New Hazardous Waste Regulations
New hazardous waster disposal regulations are come into force on 16 July 2005 and are expected to impact on around 20,000 sites related to the motor industry, with the Environment Agency having the powers to issue £300 on the spot fines to sites which are in breach of the law. Some things have a way of sneaking up on you, and the new Hazardous Waste Legislation is not different. Of course it doesn’t help when businesses bury their heads in the sand and pretend it’s not going to happen. And to some extent that’s what the UK tyre industry has been doing over these latest environmental rules and regulations. The issue raised its head at the NTDA’s Spring Conference, and highlighted a serious need to raise the industry’s awareness, something the association is trying to do, and quickly.
In the industry’s defence the hazardous waste situation has been a bit sketchy. No one seemed to realise how much it was going to affect the tyre industry until earlier this year, not even the Environmental Agency and the official documents weren’t published until April.
The details are now written in stone. As of the 16th July every business in England and Wales (Scotland is currently exempt) that creates waste that falls into the ‘hazardous’ category must be registered with the Environmental Agency. If they fail to do so they will not be able to have their waste collected. The new law will affect both tyre retailers and manufacturers, however fast fitters are most likely to be hit the hardest. Substances such as lead acid batteries, brake fluid, anti freeze, waste paint, air conditioning gases, even contaminated rags are classified as hazardous waste under the regulations. Manufacturers may think they’re going to get away scot free but even waste such as fluorescent light tubes and computer monitors can only be disposed of through this new licensing system.

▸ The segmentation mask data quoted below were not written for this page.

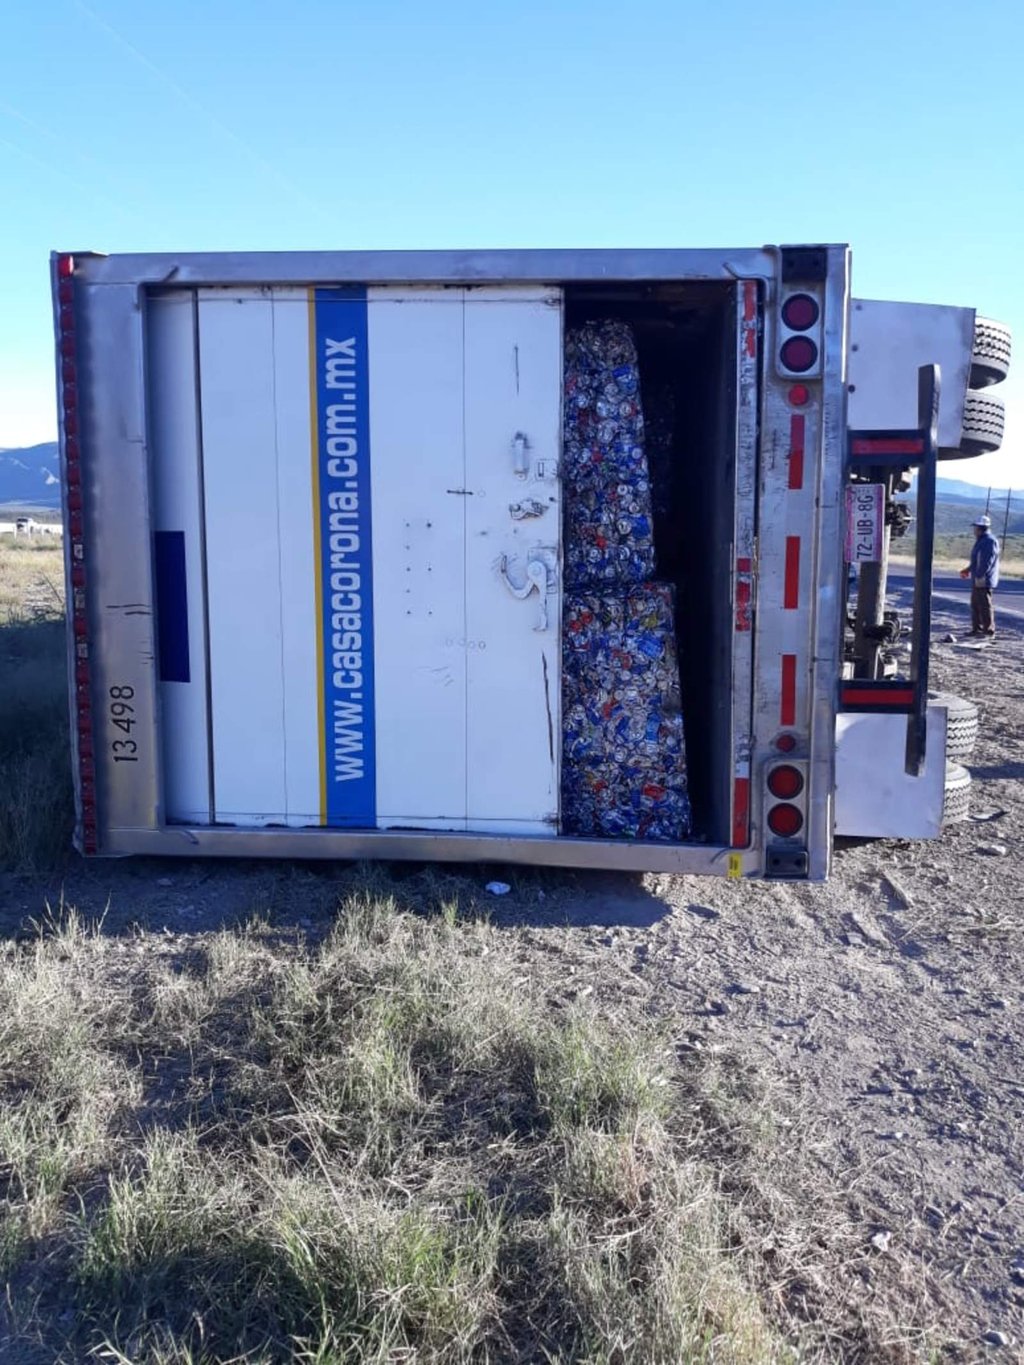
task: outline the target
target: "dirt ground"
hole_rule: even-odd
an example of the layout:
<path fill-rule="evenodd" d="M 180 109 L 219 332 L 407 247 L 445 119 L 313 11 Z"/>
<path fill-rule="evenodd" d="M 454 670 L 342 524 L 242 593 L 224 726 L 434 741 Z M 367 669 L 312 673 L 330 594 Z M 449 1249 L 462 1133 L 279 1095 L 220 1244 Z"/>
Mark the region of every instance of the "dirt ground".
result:
<path fill-rule="evenodd" d="M 851 841 L 813 886 L 469 875 L 482 901 L 491 877 L 512 883 L 490 902 L 493 921 L 553 1000 L 639 1006 L 681 1052 L 728 1059 L 752 1093 L 777 1098 L 773 1112 L 789 1116 L 773 1129 L 780 1171 L 820 1196 L 819 1215 L 834 1210 L 805 1305 L 789 1311 L 841 1293 L 869 1312 L 884 1289 L 908 1340 L 920 1330 L 907 1358 L 1024 1360 L 1024 617 L 1004 614 L 981 651 L 945 639 L 966 620 L 966 592 L 962 606 L 937 605 L 933 685 L 982 711 L 972 818 L 940 840 Z M 75 861 L 43 884 L 0 880 L 0 931 L 63 896 L 112 933 L 181 939 L 253 911 L 315 933 L 336 875 Z M 784 1254 L 771 1210 L 755 1222 L 765 1255 Z M 844 1285 L 824 1283 L 837 1275 Z"/>

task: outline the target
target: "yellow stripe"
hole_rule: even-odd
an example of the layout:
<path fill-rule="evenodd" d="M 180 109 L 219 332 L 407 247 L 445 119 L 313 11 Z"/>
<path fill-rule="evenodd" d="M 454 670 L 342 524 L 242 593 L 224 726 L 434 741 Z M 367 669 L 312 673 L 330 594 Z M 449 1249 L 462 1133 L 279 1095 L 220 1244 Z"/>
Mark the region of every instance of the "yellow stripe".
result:
<path fill-rule="evenodd" d="M 327 824 L 327 745 L 324 731 L 324 590 L 320 547 L 320 411 L 317 404 L 316 291 L 309 299 L 309 433 L 313 461 L 313 581 L 316 587 L 316 715 L 320 751 L 320 823 Z"/>

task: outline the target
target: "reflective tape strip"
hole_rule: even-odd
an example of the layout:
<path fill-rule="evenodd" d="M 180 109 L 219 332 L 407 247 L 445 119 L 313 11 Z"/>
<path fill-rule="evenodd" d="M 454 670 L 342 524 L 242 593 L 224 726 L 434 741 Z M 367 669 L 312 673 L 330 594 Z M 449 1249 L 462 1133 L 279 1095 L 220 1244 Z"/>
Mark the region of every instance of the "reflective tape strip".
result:
<path fill-rule="evenodd" d="M 804 440 L 807 419 L 803 413 L 794 413 L 789 419 L 789 486 L 804 486 Z"/>
<path fill-rule="evenodd" d="M 796 655 L 782 656 L 782 683 L 779 688 L 779 723 L 796 724 Z"/>
<path fill-rule="evenodd" d="M 732 842 L 736 848 L 750 843 L 750 778 L 737 777 L 733 781 Z"/>
<path fill-rule="evenodd" d="M 736 629 L 749 630 L 753 617 L 753 564 L 749 559 L 736 561 Z"/>
<path fill-rule="evenodd" d="M 782 605 L 794 611 L 800 604 L 800 537 L 786 537 L 786 574 L 783 581 Z"/>

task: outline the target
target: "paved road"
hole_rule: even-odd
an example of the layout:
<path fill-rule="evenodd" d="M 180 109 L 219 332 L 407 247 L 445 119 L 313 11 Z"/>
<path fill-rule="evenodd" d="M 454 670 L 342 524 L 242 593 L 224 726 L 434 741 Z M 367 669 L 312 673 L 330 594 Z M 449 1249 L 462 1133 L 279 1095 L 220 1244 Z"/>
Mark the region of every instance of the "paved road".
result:
<path fill-rule="evenodd" d="M 909 569 L 890 569 L 889 588 L 892 592 L 909 594 L 913 585 L 914 575 Z M 932 600 L 962 607 L 964 620 L 970 622 L 970 584 L 956 574 L 937 574 L 932 579 Z M 1024 624 L 1024 579 L 1004 578 L 996 588 L 994 606 L 997 627 L 1000 621 L 1007 618 L 1015 624 Z"/>

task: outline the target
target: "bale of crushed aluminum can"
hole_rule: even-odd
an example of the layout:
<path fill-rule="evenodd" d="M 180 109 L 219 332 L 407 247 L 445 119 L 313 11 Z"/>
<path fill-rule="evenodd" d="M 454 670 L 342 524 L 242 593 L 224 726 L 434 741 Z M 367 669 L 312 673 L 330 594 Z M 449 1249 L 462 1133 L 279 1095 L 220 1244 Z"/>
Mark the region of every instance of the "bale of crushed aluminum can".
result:
<path fill-rule="evenodd" d="M 566 583 L 649 579 L 651 485 L 636 343 L 624 322 L 589 322 L 566 337 L 562 480 Z"/>
<path fill-rule="evenodd" d="M 671 587 L 563 604 L 562 822 L 568 834 L 690 831 Z"/>

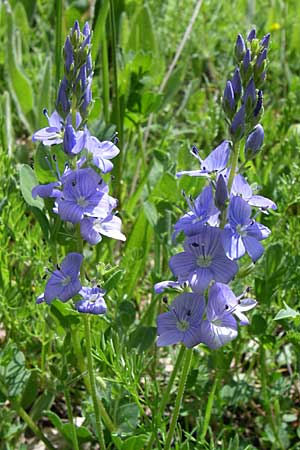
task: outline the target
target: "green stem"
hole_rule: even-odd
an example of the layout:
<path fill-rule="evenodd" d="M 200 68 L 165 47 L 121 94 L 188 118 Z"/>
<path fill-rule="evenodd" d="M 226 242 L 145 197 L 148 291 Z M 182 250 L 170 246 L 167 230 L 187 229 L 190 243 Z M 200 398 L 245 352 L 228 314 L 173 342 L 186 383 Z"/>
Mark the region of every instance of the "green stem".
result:
<path fill-rule="evenodd" d="M 69 389 L 67 387 L 65 387 L 65 389 L 64 389 L 64 394 L 65 394 L 65 399 L 66 399 L 68 418 L 69 418 L 69 422 L 72 427 L 72 441 L 73 441 L 73 445 L 74 445 L 74 450 L 79 450 L 76 425 L 74 423 L 74 418 L 73 418 L 73 413 L 72 413 L 71 397 L 70 397 Z"/>
<path fill-rule="evenodd" d="M 65 354 L 65 352 L 63 352 L 63 372 L 64 372 L 64 370 L 67 371 L 67 367 L 68 367 L 68 365 L 67 365 L 66 354 Z M 65 399 L 66 399 L 68 418 L 69 418 L 69 422 L 70 422 L 71 428 L 72 428 L 72 442 L 73 442 L 74 450 L 79 450 L 76 425 L 74 424 L 74 418 L 73 418 L 73 412 L 72 412 L 71 396 L 70 396 L 69 388 L 66 383 L 64 385 L 64 394 L 65 394 Z"/>
<path fill-rule="evenodd" d="M 239 154 L 240 154 L 240 143 L 239 142 L 233 142 L 232 144 L 232 153 L 231 153 L 231 167 L 230 167 L 230 173 L 227 183 L 227 191 L 230 195 L 230 191 L 232 188 L 233 179 L 235 176 L 236 168 L 239 161 Z M 224 228 L 227 221 L 227 208 L 224 208 L 221 214 L 221 221 L 220 221 L 220 228 Z"/>
<path fill-rule="evenodd" d="M 231 168 L 227 184 L 228 193 L 230 193 L 232 188 L 233 179 L 238 165 L 239 154 L 240 154 L 240 142 L 234 142 L 232 145 Z"/>
<path fill-rule="evenodd" d="M 177 397 L 176 397 L 176 401 L 175 401 L 175 407 L 174 407 L 174 411 L 173 411 L 173 415 L 172 415 L 172 419 L 171 419 L 171 423 L 170 423 L 170 428 L 169 428 L 169 431 L 167 434 L 167 439 L 166 439 L 164 450 L 169 450 L 170 445 L 171 445 L 171 441 L 172 441 L 172 438 L 174 435 L 174 431 L 175 431 L 175 427 L 176 427 L 177 419 L 178 419 L 178 415 L 179 415 L 179 410 L 180 410 L 180 406 L 181 406 L 181 402 L 182 402 L 185 383 L 186 383 L 187 376 L 188 376 L 188 373 L 190 370 L 191 360 L 192 360 L 192 356 L 193 356 L 192 348 L 184 349 L 184 350 L 185 350 L 185 352 L 184 352 L 185 360 L 184 360 L 181 379 L 180 379 L 179 386 L 178 386 L 178 393 L 177 393 Z"/>
<path fill-rule="evenodd" d="M 209 422 L 210 422 L 210 418 L 211 418 L 211 413 L 212 413 L 212 407 L 213 407 L 213 403 L 214 403 L 214 398 L 215 398 L 215 392 L 216 392 L 216 388 L 217 385 L 219 383 L 219 376 L 216 375 L 215 377 L 215 381 L 214 384 L 212 386 L 212 389 L 210 391 L 208 400 L 207 400 L 207 404 L 206 404 L 206 410 L 205 410 L 205 415 L 204 415 L 204 423 L 203 423 L 203 428 L 201 431 L 201 435 L 200 435 L 200 442 L 202 442 L 206 436 L 207 430 L 208 430 L 208 426 L 209 426 Z"/>
<path fill-rule="evenodd" d="M 95 380 L 94 367 L 93 367 L 90 318 L 85 315 L 83 320 L 84 320 L 84 332 L 85 332 L 85 340 L 86 340 L 88 373 L 89 373 L 89 378 L 90 378 L 91 395 L 92 395 L 95 418 L 96 418 L 96 431 L 97 431 L 97 435 L 98 435 L 98 439 L 99 439 L 100 449 L 105 450 L 106 447 L 105 447 L 102 423 L 101 423 L 101 418 L 100 418 L 100 410 L 99 410 L 97 391 L 96 391 L 96 380 Z"/>
<path fill-rule="evenodd" d="M 27 412 L 18 404 L 13 402 L 13 407 L 19 414 L 19 416 L 24 420 L 26 425 L 33 431 L 33 433 L 44 442 L 46 447 L 49 450 L 55 450 L 55 447 L 51 444 L 51 442 L 46 438 L 46 436 L 42 433 L 42 431 L 39 429 L 39 427 L 34 423 L 32 418 L 27 414 Z"/>
<path fill-rule="evenodd" d="M 172 371 L 171 376 L 169 378 L 168 385 L 167 385 L 167 387 L 166 387 L 166 389 L 164 391 L 163 398 L 162 398 L 162 400 L 160 402 L 160 407 L 159 407 L 158 414 L 157 414 L 158 426 L 161 423 L 161 418 L 162 418 L 163 412 L 164 412 L 165 407 L 167 406 L 167 403 L 169 401 L 170 392 L 171 392 L 171 389 L 173 387 L 174 380 L 175 380 L 175 377 L 176 377 L 177 372 L 179 370 L 179 367 L 181 366 L 184 354 L 185 354 L 185 347 L 184 347 L 184 345 L 182 345 L 180 347 L 179 353 L 177 355 L 176 363 L 175 363 L 175 366 L 173 367 L 173 371 Z M 147 445 L 147 450 L 150 450 L 152 448 L 152 444 L 153 444 L 156 436 L 157 435 L 155 434 L 155 431 L 153 431 L 152 435 L 151 435 L 151 438 L 150 438 L 150 441 L 148 442 L 148 445 Z"/>

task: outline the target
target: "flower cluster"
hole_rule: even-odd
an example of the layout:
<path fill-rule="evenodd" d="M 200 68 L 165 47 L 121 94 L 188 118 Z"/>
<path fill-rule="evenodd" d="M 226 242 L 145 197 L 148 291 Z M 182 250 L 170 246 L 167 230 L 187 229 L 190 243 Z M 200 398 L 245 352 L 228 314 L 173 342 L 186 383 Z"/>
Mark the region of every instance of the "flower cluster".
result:
<path fill-rule="evenodd" d="M 51 198 L 53 212 L 78 227 L 82 239 L 95 245 L 102 236 L 123 241 L 126 238 L 121 232 L 121 220 L 114 213 L 117 200 L 109 195 L 108 185 L 101 176 L 112 170 L 111 159 L 118 155 L 119 149 L 116 142 L 99 141 L 87 128 L 93 76 L 90 45 L 88 23 L 81 32 L 76 21 L 64 45 L 64 77 L 56 110 L 50 116 L 44 110 L 49 126 L 36 131 L 32 138 L 45 146 L 57 145 L 58 151 L 65 154 L 64 170 L 59 170 L 55 154 L 54 168 L 53 161 L 46 156 L 56 181 L 35 186 L 32 196 Z M 55 298 L 65 302 L 79 294 L 82 299 L 75 305 L 79 312 L 103 314 L 106 311 L 104 291 L 81 285 L 82 261 L 80 253 L 69 253 L 51 273 L 45 292 L 37 302 L 51 303 Z"/>
<path fill-rule="evenodd" d="M 237 323 L 247 325 L 244 312 L 256 305 L 248 297 L 248 289 L 236 297 L 228 283 L 245 253 L 254 263 L 262 256 L 261 241 L 270 230 L 255 218 L 259 212 L 276 209 L 272 200 L 253 193 L 239 173 L 244 167 L 239 167 L 241 143 L 246 161 L 253 159 L 263 144 L 264 130 L 258 122 L 263 114 L 269 40 L 268 34 L 259 41 L 254 29 L 246 40 L 238 35 L 237 67 L 226 83 L 222 101 L 230 140 L 205 159 L 194 146 L 191 153 L 199 169 L 177 173 L 178 177 L 206 177 L 208 183 L 195 199 L 183 193 L 189 210 L 177 221 L 173 234 L 176 238 L 183 233 L 183 251 L 169 261 L 176 281 L 155 285 L 156 293 L 166 288 L 183 292 L 157 319 L 157 345 L 182 342 L 193 347 L 204 343 L 218 348 L 236 338 Z M 254 215 L 253 207 L 257 209 Z"/>

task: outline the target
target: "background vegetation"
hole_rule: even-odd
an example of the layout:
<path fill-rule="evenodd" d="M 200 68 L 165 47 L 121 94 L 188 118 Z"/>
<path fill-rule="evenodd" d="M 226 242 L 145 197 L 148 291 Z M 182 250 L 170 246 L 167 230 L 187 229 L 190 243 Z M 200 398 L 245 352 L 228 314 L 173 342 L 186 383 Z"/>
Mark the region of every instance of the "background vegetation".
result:
<path fill-rule="evenodd" d="M 54 108 L 61 45 L 75 19 L 94 30 L 91 128 L 101 140 L 117 130 L 121 154 L 111 180 L 127 242 L 103 240 L 88 276 L 107 290 L 108 314 L 92 321 L 99 392 L 117 431 L 109 448 L 145 448 L 154 430 L 163 448 L 176 382 L 162 420 L 159 409 L 178 347 L 155 347 L 161 297 L 175 253 L 172 224 L 185 208 L 181 190 L 201 180 L 176 180 L 195 167 L 189 148 L 207 155 L 226 136 L 220 98 L 234 68 L 237 33 L 271 32 L 264 88 L 265 145 L 247 169 L 278 211 L 261 218 L 272 229 L 266 252 L 246 280 L 259 302 L 251 325 L 218 351 L 193 353 L 175 448 L 300 449 L 300 3 L 297 0 L 203 0 L 192 32 L 165 86 L 164 77 L 195 8 L 192 0 L 87 0 L 0 3 L 0 446 L 30 449 L 33 435 L 20 407 L 58 448 L 72 448 L 65 406 L 82 417 L 82 448 L 96 448 L 94 416 L 74 356 L 83 325 L 69 304 L 37 306 L 53 255 L 42 204 L 30 199 L 31 172 L 46 168 L 31 141 Z M 113 14 L 112 14 L 113 12 Z M 118 89 L 116 89 L 118 87 Z M 72 246 L 68 229 L 58 240 Z M 62 256 L 62 255 L 60 255 Z M 240 281 L 235 281 L 239 289 Z M 66 367 L 68 366 L 68 370 Z M 72 367 L 72 370 L 70 370 Z M 201 438 L 211 388 L 216 388 L 206 439 Z M 174 395 L 174 397 L 173 397 Z M 79 422 L 78 422 L 79 423 Z M 49 431 L 50 430 L 50 431 Z M 54 439 L 54 438 L 53 438 Z M 54 439 L 54 441 L 55 441 Z M 54 442 L 53 441 L 53 442 Z"/>

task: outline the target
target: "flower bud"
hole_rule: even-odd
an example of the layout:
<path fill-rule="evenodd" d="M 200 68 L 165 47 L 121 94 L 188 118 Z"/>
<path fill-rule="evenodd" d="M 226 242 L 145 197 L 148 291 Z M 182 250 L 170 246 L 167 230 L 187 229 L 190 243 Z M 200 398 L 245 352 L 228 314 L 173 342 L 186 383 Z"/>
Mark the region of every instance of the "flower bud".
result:
<path fill-rule="evenodd" d="M 233 118 L 230 133 L 234 141 L 239 141 L 245 133 L 245 114 L 245 106 L 242 105 Z"/>
<path fill-rule="evenodd" d="M 75 147 L 75 145 L 76 145 L 75 130 L 72 127 L 72 125 L 67 125 L 64 133 L 64 142 L 63 142 L 64 152 L 67 155 L 71 155 L 72 149 Z"/>
<path fill-rule="evenodd" d="M 234 48 L 234 54 L 238 62 L 240 62 L 243 59 L 245 51 L 246 51 L 245 41 L 242 38 L 242 36 L 238 34 Z"/>
<path fill-rule="evenodd" d="M 63 77 L 63 79 L 60 82 L 59 89 L 58 89 L 58 95 L 56 100 L 56 109 L 57 112 L 63 117 L 66 118 L 66 116 L 70 112 L 70 100 L 68 95 L 68 82 L 66 77 Z"/>
<path fill-rule="evenodd" d="M 253 125 L 256 125 L 260 121 L 260 119 L 261 119 L 261 117 L 263 115 L 263 112 L 264 112 L 264 108 L 263 108 L 263 93 L 262 93 L 262 91 L 259 90 L 258 93 L 257 93 L 256 106 L 255 106 L 254 111 L 253 111 L 253 118 L 252 118 L 252 124 Z"/>
<path fill-rule="evenodd" d="M 251 78 L 251 80 L 249 81 L 249 83 L 245 89 L 245 93 L 244 93 L 244 97 L 243 97 L 243 104 L 245 105 L 247 113 L 251 112 L 255 107 L 256 89 L 255 89 L 255 84 L 254 84 L 253 78 Z"/>
<path fill-rule="evenodd" d="M 268 47 L 269 47 L 269 43 L 270 43 L 270 33 L 268 33 L 268 34 L 266 34 L 263 38 L 262 38 L 262 40 L 260 41 L 260 45 L 263 47 L 263 48 L 266 48 L 266 49 L 268 49 Z"/>
<path fill-rule="evenodd" d="M 235 111 L 235 99 L 231 81 L 227 81 L 223 96 L 223 110 L 230 119 Z"/>
<path fill-rule="evenodd" d="M 251 42 L 255 38 L 256 38 L 256 30 L 255 30 L 255 28 L 252 28 L 252 30 L 249 32 L 249 34 L 247 36 L 247 41 Z"/>
<path fill-rule="evenodd" d="M 263 51 L 258 55 L 255 63 L 255 70 L 260 69 L 263 62 L 267 59 L 267 49 L 264 48 Z"/>
<path fill-rule="evenodd" d="M 65 68 L 67 73 L 70 72 L 71 65 L 74 63 L 73 47 L 69 36 L 66 39 L 64 46 Z"/>
<path fill-rule="evenodd" d="M 234 98 L 238 100 L 242 93 L 242 80 L 240 75 L 240 69 L 236 68 L 231 80 L 232 89 L 234 92 Z"/>
<path fill-rule="evenodd" d="M 245 144 L 245 158 L 248 160 L 253 159 L 260 151 L 263 141 L 264 129 L 258 124 L 247 137 Z"/>
<path fill-rule="evenodd" d="M 217 183 L 216 183 L 216 194 L 215 194 L 215 202 L 216 206 L 219 209 L 225 207 L 228 199 L 228 190 L 225 178 L 222 174 L 219 174 Z"/>

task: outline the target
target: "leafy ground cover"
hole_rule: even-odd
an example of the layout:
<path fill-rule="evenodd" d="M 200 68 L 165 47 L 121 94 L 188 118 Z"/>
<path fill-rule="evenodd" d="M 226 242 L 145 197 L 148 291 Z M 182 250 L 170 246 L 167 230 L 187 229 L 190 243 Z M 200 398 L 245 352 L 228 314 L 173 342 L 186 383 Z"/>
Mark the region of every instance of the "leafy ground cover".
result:
<path fill-rule="evenodd" d="M 110 190 L 127 241 L 85 247 L 89 279 L 105 288 L 108 312 L 93 317 L 92 356 L 98 395 L 114 429 L 108 448 L 164 448 L 178 389 L 165 405 L 178 346 L 157 348 L 164 310 L 154 283 L 170 278 L 173 225 L 203 182 L 176 179 L 193 164 L 193 144 L 207 155 L 228 137 L 221 108 L 234 68 L 238 33 L 271 32 L 264 87 L 265 144 L 247 169 L 278 210 L 260 221 L 272 230 L 265 254 L 243 280 L 258 307 L 250 326 L 225 347 L 192 354 L 173 442 L 178 449 L 299 449 L 299 157 L 300 5 L 296 0 L 203 0 L 177 64 L 176 50 L 197 2 L 107 0 L 6 1 L 0 4 L 0 443 L 30 449 L 40 440 L 28 417 L 61 449 L 97 448 L 92 398 L 85 386 L 84 324 L 68 303 L 36 305 L 45 268 L 74 245 L 67 225 L 51 223 L 31 188 L 48 168 L 33 132 L 47 125 L 63 72 L 61 48 L 79 20 L 94 30 L 91 131 L 118 131 L 120 156 Z M 58 248 L 53 244 L 60 244 Z M 237 278 L 233 286 L 242 290 Z M 204 433 L 205 430 L 206 432 Z M 111 432 L 112 431 L 112 432 Z"/>

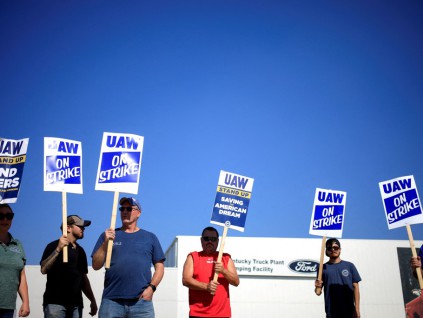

The licence required costs between £18 and £28 per site. Each outlet of a retail chain must be registered separately and have its own unique reference number, as must every mobile unit. There is one small exception to the regulations; any site producing less than 200kg per annum of any ‘special’ waste is excluded from the regulations, having said that the EA stresses that any company that sells one battery should register. To put the exemption into context any fast fitter that sells more than 14 batteries a year has to comply.
Waste carriers such as Waste Tyre Solutions are offering to complete businesses’ registrations and the lengthy admin process that goes with it, at a small cost of course. The company has been at the forefront of educating the tyre industry about the waste regulations and is currently handling the registration of between 3,500 – 4000 garages in the UK. The EA advises that registration can also be completed by phone, post or online.
It will be an offence not to register and an offence to use an unregistered collector.
Under the licence collectors are not permitted to accept waste from companies without a registration number. On top of this the collector is now required to provide a quarterly report to the EA detailing the amount of waste collected from each company, and must pay £5 to the agency for each customer it is collecting from.
The EA claims that it is moving away from its desk policy in an attempt to monitor the execution of the Hazardous Waste Regulation. The agency wants to be able to track each company and its waste stream, so that it knows exactly where and how it is being disposed of. It is committing more resources to on-site visits and has the power to issue on the spot fines of £300, without court proceedings, if it decides that a business is not following its duty of care.
And as if the environmental regulations arena wasn’t complicated enough already the Hazardous Waste Regulations have raised both the EA’s and the industry’s concerns about the forthcoming Waste Oil Directive. This comes into place at the end of the year and prohibits power stations from burning waste oil. This could affect the tyre industry as early as September. It is expected that collectors will charge anywhere up to £40-50 per collection and the situation will have a particular effect on dealerships who create a lot of waste oil.
The government is moving more and more into environmental issues, even waste nappies, but it should not be the government’s sole responsibility to regulate such issues. As a country we have specific environmental targets to reach, and it was always going to be difficult to achieve them. Whilst no one is disputing the necessity of the new regulations it is inevitable that the costs incurred by businesses will be passed onto the consumer, but rather this than the environmental costs be passed onto the next generation. Waste has to be dealt with to improve the country no matter what the cost.